Tianhao Zhao · Yongcan Chen · Yu Wu · Tianyang Liu · Bo Du · Peilun Xiao · shi qiu · Hongda Yang · Guozhen Li · yi yang · Yutian Lin

Arch 4A-E Poster #87
[ ]
Thu 20 Jun 5 p.m. PDT — 6:30 p.m. PDT


Semantic segmentation in bird’s eye view (BEV) plays a crucial role in autonomous driving. Previous methods usually follow an end-to-end pipeline, directly predicting the BEV segmentation map from monocular RGB inputs. However, the challenge arises when the RGB inputs and BEV targets represent distinct perspectives, making the direct point-to-point translation hard to optimize. In this paper, we decompose the original BEV segmentation task into two stages, namely BEV map reconstruction and cross-view feature alignment. In the first stage, we train a BEV autoencoder to perfectly reconstruct the BEV segmentation label maps given corrupted noisy latent representation, which urges the decoder to learn fundamental knowledge of typical BEV scene patterns.
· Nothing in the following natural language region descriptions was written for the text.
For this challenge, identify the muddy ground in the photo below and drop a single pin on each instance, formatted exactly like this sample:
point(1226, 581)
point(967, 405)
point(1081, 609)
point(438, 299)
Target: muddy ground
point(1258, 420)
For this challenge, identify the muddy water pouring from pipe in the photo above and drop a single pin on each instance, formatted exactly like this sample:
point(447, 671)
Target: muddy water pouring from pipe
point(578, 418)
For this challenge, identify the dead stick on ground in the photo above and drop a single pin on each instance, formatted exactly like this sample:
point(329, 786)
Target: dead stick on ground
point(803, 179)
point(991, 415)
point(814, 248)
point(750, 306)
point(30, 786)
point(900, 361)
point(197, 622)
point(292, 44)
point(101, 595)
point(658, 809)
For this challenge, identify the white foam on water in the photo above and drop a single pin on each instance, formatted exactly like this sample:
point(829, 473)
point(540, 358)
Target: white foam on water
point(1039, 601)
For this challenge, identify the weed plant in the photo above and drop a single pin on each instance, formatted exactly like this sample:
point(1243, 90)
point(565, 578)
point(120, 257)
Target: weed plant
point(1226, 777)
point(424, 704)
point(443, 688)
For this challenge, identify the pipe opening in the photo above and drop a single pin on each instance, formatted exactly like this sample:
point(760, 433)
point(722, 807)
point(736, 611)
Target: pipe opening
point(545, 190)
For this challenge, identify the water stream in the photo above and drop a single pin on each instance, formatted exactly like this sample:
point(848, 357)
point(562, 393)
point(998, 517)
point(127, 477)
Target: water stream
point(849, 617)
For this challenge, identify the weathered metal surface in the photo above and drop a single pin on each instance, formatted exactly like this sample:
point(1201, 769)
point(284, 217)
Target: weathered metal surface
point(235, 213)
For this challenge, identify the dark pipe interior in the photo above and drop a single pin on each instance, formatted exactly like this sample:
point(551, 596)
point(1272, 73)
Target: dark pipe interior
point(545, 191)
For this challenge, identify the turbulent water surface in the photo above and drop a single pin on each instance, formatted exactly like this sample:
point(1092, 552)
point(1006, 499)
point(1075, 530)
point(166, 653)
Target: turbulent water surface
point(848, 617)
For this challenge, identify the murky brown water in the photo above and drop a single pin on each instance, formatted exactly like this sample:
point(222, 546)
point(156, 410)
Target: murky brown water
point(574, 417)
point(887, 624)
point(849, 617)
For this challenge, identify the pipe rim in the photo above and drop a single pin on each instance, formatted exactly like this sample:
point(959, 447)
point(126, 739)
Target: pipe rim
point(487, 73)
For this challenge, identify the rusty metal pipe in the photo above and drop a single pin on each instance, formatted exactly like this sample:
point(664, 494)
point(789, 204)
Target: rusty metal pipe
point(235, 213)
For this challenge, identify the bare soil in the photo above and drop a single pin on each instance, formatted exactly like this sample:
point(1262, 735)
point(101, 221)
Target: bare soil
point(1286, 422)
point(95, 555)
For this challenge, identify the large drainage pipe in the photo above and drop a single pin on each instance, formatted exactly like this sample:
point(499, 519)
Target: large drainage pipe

The second stage involves mapping RGB input images into the pretrained BEV latent space of Stage I, directly optimizing the correlations between the two views at the feature level. Our approach simplifies the complexity of combining perception and generation into a single step, equipping the model to handle intricate and challenging scenes effectively. Besides, we propose to transform the BEV segmentation map from the Cartesian coordinate system to the polar coordinate system. This conversion allows us to correspond each RGB image column directly to BEV segmentation targets, one by one. Extensive experiments on the nuScenes and Argoverse datasets show our model clearly outperforms state-of-the-art models.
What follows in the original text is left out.